いざ、遺産の分割の話合いを進め、相続をとなった時点で、円満な解決先の一つとして遺産を現金化し分割する方法があります。
この場合、故人名義の不動産や車、株などを相続手続き前に売却し、現金化することは可能なのでしょうか?
目次
故人名義の車がある場合には?
車の処分をし、現金化をする場合には、一旦相続人へ名義を変更し、そのうえでの売却となります。
この際の名義変更の手続きには、遺言書、遺産分割協議書、相続人全員の同意書など、正当な相続協議の結果、認められた相続人であることを証明しなくてはなりません。
もし、相続人が複数いる場合や疎遠になっている、遠方に住んでいる相続人がいる場合であっても、同意書の作成は必須条件となります。
また、一旦は相続人の名義となるわけですから、車も遺産相続とみなされ、相続税課税の対象となります。
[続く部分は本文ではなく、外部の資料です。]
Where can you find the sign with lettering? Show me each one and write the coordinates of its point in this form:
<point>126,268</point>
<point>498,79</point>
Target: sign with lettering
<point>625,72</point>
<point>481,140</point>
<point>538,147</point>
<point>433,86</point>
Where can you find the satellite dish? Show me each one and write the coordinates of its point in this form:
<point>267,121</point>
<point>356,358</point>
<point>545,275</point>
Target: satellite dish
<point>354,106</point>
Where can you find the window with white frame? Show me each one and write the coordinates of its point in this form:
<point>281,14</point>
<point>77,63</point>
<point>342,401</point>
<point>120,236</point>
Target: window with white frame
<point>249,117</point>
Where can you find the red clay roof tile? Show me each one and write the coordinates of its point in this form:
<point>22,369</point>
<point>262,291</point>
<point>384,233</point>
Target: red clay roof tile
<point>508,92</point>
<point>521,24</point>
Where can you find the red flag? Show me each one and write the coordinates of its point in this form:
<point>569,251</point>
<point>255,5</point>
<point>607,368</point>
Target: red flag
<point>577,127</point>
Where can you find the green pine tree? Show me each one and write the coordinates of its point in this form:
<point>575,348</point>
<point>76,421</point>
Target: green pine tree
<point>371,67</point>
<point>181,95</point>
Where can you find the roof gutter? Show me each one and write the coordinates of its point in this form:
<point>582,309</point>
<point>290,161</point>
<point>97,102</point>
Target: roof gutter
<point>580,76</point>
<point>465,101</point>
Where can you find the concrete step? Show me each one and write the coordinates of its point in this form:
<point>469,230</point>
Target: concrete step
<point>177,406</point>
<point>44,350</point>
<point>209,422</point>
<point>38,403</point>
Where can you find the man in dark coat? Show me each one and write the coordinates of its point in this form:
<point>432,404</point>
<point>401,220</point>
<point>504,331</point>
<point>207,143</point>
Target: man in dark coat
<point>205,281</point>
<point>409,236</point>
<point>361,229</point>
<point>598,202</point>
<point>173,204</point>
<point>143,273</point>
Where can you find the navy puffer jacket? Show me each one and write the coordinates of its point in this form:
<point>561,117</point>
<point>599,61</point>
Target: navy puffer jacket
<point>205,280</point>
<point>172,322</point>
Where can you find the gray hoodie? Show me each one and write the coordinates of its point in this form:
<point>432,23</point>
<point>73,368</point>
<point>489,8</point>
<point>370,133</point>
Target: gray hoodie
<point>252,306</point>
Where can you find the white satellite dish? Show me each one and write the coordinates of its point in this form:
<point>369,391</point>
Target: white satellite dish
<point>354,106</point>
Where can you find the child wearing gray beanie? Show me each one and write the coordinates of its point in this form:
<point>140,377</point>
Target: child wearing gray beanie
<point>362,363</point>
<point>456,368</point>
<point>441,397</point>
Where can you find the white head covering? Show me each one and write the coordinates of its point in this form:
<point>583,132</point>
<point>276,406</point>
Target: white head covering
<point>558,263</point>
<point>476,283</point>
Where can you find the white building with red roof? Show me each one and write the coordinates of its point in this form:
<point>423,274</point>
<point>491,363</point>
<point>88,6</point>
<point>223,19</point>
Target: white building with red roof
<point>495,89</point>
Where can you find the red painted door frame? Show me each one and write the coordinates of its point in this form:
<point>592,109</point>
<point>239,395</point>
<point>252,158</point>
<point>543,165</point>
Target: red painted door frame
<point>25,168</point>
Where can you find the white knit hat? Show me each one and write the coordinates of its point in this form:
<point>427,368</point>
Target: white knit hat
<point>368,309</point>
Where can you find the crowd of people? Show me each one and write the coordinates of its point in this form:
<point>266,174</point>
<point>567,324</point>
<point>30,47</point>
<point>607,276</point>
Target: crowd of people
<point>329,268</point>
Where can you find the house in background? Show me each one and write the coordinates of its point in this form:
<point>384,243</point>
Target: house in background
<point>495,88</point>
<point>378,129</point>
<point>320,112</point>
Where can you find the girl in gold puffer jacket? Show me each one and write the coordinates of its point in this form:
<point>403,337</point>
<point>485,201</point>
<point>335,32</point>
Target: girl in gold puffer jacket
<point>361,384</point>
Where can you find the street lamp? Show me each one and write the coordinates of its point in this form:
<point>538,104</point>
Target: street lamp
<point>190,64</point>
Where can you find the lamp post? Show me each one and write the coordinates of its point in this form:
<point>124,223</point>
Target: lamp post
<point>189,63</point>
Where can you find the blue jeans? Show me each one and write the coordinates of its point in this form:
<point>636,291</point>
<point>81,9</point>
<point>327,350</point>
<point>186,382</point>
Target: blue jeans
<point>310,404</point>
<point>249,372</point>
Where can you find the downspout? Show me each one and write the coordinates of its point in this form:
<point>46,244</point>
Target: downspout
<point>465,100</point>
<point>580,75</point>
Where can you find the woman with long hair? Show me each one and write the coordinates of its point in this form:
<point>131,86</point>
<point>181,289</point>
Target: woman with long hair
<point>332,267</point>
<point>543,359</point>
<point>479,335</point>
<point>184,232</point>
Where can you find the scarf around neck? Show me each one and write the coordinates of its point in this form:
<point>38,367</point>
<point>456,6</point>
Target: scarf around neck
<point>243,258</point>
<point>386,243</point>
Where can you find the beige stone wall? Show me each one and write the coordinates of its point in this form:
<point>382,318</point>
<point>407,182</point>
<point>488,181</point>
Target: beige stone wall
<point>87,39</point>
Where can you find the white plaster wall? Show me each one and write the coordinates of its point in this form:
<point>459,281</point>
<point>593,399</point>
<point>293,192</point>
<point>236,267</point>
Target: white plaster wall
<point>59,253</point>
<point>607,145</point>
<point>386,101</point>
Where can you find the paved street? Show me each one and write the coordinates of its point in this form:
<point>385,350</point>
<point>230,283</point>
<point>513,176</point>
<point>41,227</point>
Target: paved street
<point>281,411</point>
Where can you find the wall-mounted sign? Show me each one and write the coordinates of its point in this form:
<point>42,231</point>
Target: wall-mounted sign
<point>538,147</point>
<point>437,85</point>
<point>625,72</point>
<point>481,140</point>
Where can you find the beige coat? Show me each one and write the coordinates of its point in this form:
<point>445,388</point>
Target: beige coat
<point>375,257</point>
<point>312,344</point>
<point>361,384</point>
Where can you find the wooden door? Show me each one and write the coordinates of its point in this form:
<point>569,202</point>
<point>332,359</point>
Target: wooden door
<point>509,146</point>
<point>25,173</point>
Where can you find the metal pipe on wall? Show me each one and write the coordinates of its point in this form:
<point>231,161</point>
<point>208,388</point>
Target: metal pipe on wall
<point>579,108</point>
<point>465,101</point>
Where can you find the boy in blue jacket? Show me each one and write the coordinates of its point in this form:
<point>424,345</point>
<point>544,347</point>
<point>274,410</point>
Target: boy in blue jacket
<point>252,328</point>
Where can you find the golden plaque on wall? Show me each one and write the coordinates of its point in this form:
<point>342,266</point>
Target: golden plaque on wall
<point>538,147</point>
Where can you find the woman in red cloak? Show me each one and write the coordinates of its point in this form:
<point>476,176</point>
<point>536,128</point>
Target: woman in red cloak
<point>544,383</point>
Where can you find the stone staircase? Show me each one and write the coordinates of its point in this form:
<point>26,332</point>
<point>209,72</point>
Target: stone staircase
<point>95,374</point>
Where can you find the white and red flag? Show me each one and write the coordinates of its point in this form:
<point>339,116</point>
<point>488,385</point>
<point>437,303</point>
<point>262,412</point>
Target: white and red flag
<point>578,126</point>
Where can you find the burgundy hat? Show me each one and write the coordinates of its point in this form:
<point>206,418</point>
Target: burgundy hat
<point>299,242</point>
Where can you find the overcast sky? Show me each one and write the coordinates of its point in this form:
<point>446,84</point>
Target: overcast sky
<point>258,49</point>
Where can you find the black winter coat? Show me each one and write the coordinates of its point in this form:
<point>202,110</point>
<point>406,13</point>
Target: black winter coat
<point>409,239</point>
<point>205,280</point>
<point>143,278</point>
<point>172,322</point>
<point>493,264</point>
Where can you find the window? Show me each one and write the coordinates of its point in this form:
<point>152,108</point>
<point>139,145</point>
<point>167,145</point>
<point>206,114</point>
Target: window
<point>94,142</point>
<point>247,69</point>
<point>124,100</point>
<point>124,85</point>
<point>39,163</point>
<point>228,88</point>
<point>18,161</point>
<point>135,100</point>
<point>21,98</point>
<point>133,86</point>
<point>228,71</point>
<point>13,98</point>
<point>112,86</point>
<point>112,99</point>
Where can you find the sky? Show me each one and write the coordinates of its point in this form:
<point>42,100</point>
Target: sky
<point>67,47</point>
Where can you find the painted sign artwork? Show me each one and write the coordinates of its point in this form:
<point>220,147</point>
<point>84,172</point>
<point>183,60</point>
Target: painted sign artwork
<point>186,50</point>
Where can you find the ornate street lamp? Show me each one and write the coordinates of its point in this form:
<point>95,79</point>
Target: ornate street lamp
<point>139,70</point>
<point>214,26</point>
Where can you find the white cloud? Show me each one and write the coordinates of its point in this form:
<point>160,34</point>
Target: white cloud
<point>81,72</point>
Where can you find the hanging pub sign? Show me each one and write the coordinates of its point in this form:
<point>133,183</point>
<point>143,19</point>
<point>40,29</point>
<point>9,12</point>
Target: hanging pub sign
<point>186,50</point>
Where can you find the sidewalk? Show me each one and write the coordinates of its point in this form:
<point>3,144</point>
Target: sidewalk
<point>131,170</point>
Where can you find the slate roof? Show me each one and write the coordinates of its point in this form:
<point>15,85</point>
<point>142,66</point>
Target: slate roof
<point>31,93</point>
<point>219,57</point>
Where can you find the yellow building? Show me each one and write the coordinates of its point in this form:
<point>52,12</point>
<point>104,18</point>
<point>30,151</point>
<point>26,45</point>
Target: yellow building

分割協議の際には、名義変更後に売却し、現金化されるという手順をしっかりと把握しておきましょう。
万が一、車のローンが残っている場合には、名義変更をして相続をした時点で、購入代金の支払い義務も相続することになります。
この支払い代金の残額によっては、売却がむずかしい場合もあるので、必ず購入代金、自動車税等に関しても支払い状況を確認しておきましょう。
故人名義の株がある場合
故人の所有している株に関しては、意外にも親族が把握していないケースが多くみられます。
この場合も車同様に、相続人が相続をしたうえで、名義変更、売却という手順を踏みます。もちろん、株券のまま所有することも可能ですが、その場合の相続税の税率は現金を相続する場合よるも高率となります。
株の価値は変動する上に、専門的な知識がない場合、とりあつかいに困ってしまうことでしょう。
税率も高い為、場合によっては専門家への相談が必要になる場合もあるでしょう。
不動産の売却は
不動産も車や株と同様に、故人の名義のままで売却をすることはできません。
一旦、遺産の分割協議を終えたうえで、相続人となる人の名義に変更し、売却となります。
ですから、一旦は税務署へ相続税の申告をする必要が生じます。
もし、相続の話し合いの場で、処分をしたうえで、現金化し分配するという結論に至った場合、支払い予定の相続税や諸費用を差し引いて実際の金額を算出し、分配を決めるとよいでしょう。
不動産の評価額や税金の額等は、税務署や専門家へ相談をするとよいでしょう。
意外に多い、個人名義の契約
日常生活ではあまり意識しないまでも、意外にも家族が個人個人の名義で契約を結んでいるものはたくさんあります。
所定の手続きをきちんと行わない場合、各種費用が発生してしまう場合もあるので、必ずすべて確認をし、不要な契約は解約や処分を進めましょう。
個人名義で契約される場合の多いもの
- ①携帯電話
- ②クレジットカード
- ③パソコンなどの接続費用
- ④自動車保険
- ⑤生命保険
各携帯電話会社と自治体とのデータの共有関係はありません。つまりは、自治体へ死亡届をだしたからといって、自動的に携帯電話の契約が解約されるわけではありません。
必ず、相続人が必要書類を準備し、解約の手続きを済ませましょう。
もし手続きを怠ってしまうと、発生している基本料金等の支払いが生じますので、ご注意を。
特に利用がない場合であっても、所有していることで、年会費が生じる場合もあります。
故人名義のカードの利用状況を確認すると共に、解約、精算の手続きを進めましょう。
今やクレジットカードもサインレスの時代です。カードの所有状況を把握していないことで、思わぬトラブルにつながる場合もあるので、郵便物、銀行口座からの引き落とし等を頼りにすべてのカードを確認しましょう。
万が一、クレジットカードに多額の利用があり、返済途中であった場合には、この利用額も相続の対象となります。
解約を申し出ても、解約自体は受理されても、法定相続人へ返済の義務が引き継がれます。
身近な親族や日ごろから交流のある間柄であっても、クレジットカードの利用状況までは把握していない場合が多い上に、場合によっては疎遠になっている親族であっても、法定相続の関係にある場合には、返済の義務を負うことになるのです。
故人の死去後に、家族内でパソコンを使用する機会がない場合でも契約だけが残ってしまうケースが多く見られます。この場合、使用の予定がない回線の契約は解約をしましょう。
自動車本体の売却はすぐに思い付きますが、契約中の自動車保険については忘れがちなことが多いようです。
自動車を所有している場合には、自動車保険についても併せて確認をしましょう。
相続人が今後、車を使用する場合にも同様で、保険契約者の名義変更を忘れずに行いましょう。
もちろん生命保険も例外ではありません。保険名義人本人が死亡した場合、死亡保険金が支払らわれることで、契約自体は終了となります。
しかし、夫名義の保険で、妻や子供の補償をカバーしている場合には、改めて保険の加入を検討する必要が生じます。